There were no theatres in London when Shakespeare was born. The first purpose-built theatre, simply named ‘The Theatre,’ opened when he was 12. It was so popular that others were built, and when young Will arrived in London in 1589 there were about twenty. Going to the theatre had become the most popular leisure activity in London.
The theatres were full every day. Each one had a team of very highly paid writers, who worked together and had little leisure time, as the playgoers were insatiable. A theatre would stage three or four, or even five, plays a week, so there was no place for a writer who didn’t pull his weight.
And so during the decade during which Will was growing from a teenager into a young man in Stratford this new London phenomenon was mushrooming. And it was new. Very new. It was new in that acting companies had until then put on plays wherever they could – in inns and taverns, in courtyards – but mainly in the provinces, where they would seek permission from the High Bailiff (the Mayor) of county towns to perform in a civic building like the town hall or the guildhall, and sometimes they would perform in the great houses of dukes and earls, but now they had a base, where they could perform without all the hassle of travelling from place to place, quite often having their application to perform declined, and having to move on.
London theatre was also new in the sense that the plays were a new genre. They were written by young men who were full of ideas, who took plays right out of the classical realm and set them squarely in the everyday world of modern Londoners. They learnt, as they wrote, what the people liked – not dreary Greek dramas or flat morality stories, but exciting, funny, sexy, violent stories they could connect with.
What we think of as the Golden Age of English drama is actually the first age of English drama. And what a start! When we look back we find countless names that still live, and will live forever – names like Christopher Marlowe, Ben Jonson, John Fletcher, Thomas Dekker, Thomas Kyd, Robert Greene, not to mention William Rowley, Thomas Middleton, Michael Drayton, Francis Beaumont, George Chapman, Henry Chettle, and William Shakespeare – it would be impossible to exhaust such a list.
They were playwrights, with the emphasis on “wright” which means a maker of something, like a wheelwright or wainwright (maker of wagons). Those writers did not think of themselves as ‘writing’ when they were writing plays, they thought of themselves as ‘making’ plays.
To them, writing plays was a different activity from the other writing they did. They went into playwrighting for the money. They were mainly university-educated – either Oxford or Cambridge – and there were several professions open to them – schoolmastering, tutoring, the church, but they were all very good writers, with the mentality of writers, and none of those would have suited them. Some were poets, some pamphleteers, some translators, some satirists, some scholarly writers, but there was no money in any of that. It was all very well to have a book published but there were too few people who could read for a book to bring in any kind of income.
The theatre, crowded every day, was full of people who couldn’t read, and that’s where the money was. At a time when schoolmasters were earning about £10 – 12 per annum, worth about £2,500 in 2020, and writers who were publishing works averaging about £5 per annum, a playwright would be paid about £5 for his contribution to a play, and sometimes more if he was leading the team, and would frequently be involved in seven or eight plays in a year. Michael Drayton, now regarded as a major English poet earned, according to Henslowe’s journal, more than £35 for his contribution to plays in a period of ten months during 1598-9. That was more or less standard, but it meant that if you slacked you would be thrown out and someone eagerly waiting for an opening as a playwright would be brought in. Drayton was also publishing his poems but getting very little money from that.
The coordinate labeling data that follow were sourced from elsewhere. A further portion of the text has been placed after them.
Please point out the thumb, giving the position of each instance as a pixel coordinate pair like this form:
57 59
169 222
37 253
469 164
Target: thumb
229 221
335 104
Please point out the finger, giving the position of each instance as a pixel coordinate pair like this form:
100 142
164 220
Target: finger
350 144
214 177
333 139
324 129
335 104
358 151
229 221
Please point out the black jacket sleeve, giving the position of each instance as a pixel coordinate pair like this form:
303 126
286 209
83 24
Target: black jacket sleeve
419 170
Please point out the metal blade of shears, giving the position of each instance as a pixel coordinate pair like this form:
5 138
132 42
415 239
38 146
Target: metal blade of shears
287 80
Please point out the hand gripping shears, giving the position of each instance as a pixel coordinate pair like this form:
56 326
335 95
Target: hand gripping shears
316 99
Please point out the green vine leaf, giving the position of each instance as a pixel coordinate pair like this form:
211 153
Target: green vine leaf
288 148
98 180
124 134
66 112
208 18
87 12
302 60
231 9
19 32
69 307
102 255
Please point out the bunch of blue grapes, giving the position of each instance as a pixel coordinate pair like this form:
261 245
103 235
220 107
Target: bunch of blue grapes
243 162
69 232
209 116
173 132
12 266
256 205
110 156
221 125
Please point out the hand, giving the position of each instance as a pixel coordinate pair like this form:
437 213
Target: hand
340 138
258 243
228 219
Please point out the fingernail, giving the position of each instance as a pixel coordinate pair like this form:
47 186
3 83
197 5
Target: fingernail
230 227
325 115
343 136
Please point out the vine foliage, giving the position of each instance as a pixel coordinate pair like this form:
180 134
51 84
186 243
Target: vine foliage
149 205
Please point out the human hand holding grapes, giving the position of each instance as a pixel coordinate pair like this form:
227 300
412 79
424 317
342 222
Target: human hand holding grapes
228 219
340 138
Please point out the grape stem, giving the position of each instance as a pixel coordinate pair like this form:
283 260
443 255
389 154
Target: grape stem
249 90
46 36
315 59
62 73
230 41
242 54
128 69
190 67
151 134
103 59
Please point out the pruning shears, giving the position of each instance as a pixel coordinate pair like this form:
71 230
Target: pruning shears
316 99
Very few of those writers made it into his forties: life expectancy was around 33 in the wider community, and the lifestyle of a playwright was such that it often meant an early grave, with premature death coming as a result of alcohol or venereal infection. Marlowe was murdered at the age of 29: Shakespeare died aged 52, so at that age he was an old man. All of the writers Shakespeare worked with on his first effort, Henry VI, Part 2 – Marlowe, Kyd, Greene, Nashe,
and Peele – were dead less than 10 years later.
The plays, even such greats as Macbeth and Romeo and Juliet, were collaborations, although, as Shakespeare began to dominate the scene his role became increasingly major in making a play. In that position, he had more control over the plot and wrote more of the dialogue. The standard method was that one of the writers would bring a story – it could be about anything, from an historical character, or a Roman scene, to a funny story someone had heard – and write a general scheme or plot, modernising the story and its characters. The story would be divided among the participating writers and each one would go off and write the dialogue for his bit, then someone would edit it, iron out the enigmas, and try to make it flow, then it would be handed to the actors and they would start ‘writing the next play. Sometimes a writer would be working on two or three plays at the same time.
Shakespeare worked hard throughout his career, not only “wrighting” – he was also a full-time actor and theatre manager. When he retired to Stratford he still went to London to be present at performances of his plays at the royal court, but he also met with young writers and did some writing with them.
Shakespeare was all about theatre. We see him as the greatest dramatist, the greatest poet, but the nitty-gritty of the theatre was in his blood, and poet, playwright, businessman, investor he may have been but above all things he was a man of the theatre.